I pushed myself out of the house tonight to attend to an evening sponsored by My Place of Employment.
I have over-committed myself lately and I have been allowing myself to feel overwhelmed by the unknowns of my future.
I let triggers of past events supersede common sense today and I came home with my confidence level at a (recent) all time low.
I had absolutely no desire to push myself into yet another new, uncomfortable experience tonight. Going to this event alone and walking into a room of 1,000 people to find my table and sit with the staff that I barely know was not exactly high on my wish list.

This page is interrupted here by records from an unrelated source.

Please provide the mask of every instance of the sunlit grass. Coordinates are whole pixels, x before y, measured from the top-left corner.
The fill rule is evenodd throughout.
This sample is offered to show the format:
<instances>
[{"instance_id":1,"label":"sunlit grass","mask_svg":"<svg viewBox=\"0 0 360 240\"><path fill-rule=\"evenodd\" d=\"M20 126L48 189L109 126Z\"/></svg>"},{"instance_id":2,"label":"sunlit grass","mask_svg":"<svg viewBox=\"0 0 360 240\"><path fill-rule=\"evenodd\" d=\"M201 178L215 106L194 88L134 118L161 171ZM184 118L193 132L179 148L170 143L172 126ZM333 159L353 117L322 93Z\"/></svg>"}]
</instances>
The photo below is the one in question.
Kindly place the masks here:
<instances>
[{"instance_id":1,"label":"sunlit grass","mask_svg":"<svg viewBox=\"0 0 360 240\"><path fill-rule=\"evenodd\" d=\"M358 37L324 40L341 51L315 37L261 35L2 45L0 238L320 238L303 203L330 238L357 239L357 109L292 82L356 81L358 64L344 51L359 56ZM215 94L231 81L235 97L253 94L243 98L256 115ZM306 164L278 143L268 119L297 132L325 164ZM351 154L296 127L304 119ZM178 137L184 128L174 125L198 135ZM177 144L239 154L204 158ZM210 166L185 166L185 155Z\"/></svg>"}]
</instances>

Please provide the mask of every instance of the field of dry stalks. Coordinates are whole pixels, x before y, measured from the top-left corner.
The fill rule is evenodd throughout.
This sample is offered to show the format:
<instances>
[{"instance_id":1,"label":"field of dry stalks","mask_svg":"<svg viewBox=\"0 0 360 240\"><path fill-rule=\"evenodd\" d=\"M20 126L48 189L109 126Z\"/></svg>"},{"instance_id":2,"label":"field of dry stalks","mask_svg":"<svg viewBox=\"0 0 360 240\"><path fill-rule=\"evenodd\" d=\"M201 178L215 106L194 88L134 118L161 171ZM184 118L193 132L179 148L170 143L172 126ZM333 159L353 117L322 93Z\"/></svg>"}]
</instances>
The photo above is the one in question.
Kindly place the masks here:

Yet ... I had a feeling that I would gain far much more by attending this event, than by staying home and retreating within myself.
And I was right.
The evening was perfection from the moment 'Go'!
I met up with someone I knew as I walked from my car to the event. It was so good to see a familiar face and we chatted easily as we walked several blocks to our destination.
Our staff was all sitting together at three separate tables. I was comfortable from the moment I sat down and conversation came easily.
Supper was divine. I don't relish the idea of fine dining and foods that I don't recognize. Our meal was simple (chicken and vegetables), yet elegant in the way it was presented. It tasted as good as it looked. The dessert ... was decadent!
Then came them moment we were all waiting for. Our keynote speaker. I hate to admit that I knew little (if anything) about our much anticipated speaker. He inspired me in ways I haven't been inspired for a very long time.
He stated simple facts. Yet they spoke to the heart and soul of me.
He talked of the basic needs of human beings. Once our basic needs have been met (food, shelter and clothing), we all have one universal need. We need to matter ...
As I have spent the better part of this year trying to find my way in this new career, I have felt lost. In my position as a substitute secretary, I have moved from location to location. I have not felt like I have made a difference. I have not felt grounded. I have felt 100% dispensable in my role. It has been very unsettling.
But the tides are turning. I have a half time position until the end of June. I will return to the same school 2.5 days out of 5 for the next two months.
I was invited to this event tonight by the principal of this school. I felt as though I sat among friends tonight. They have made me feel as though I mattered since the moment I walked through their doors two weeks ago.
This is a pivotal time in my new career. I have been given an opportunity. A chance to walk through the challenges that defeated me in the past and persevere.
It feels like I am walking through fire at times. I could get burned. But if I keep on walking and don't stop when the heat is on ... I will be okay.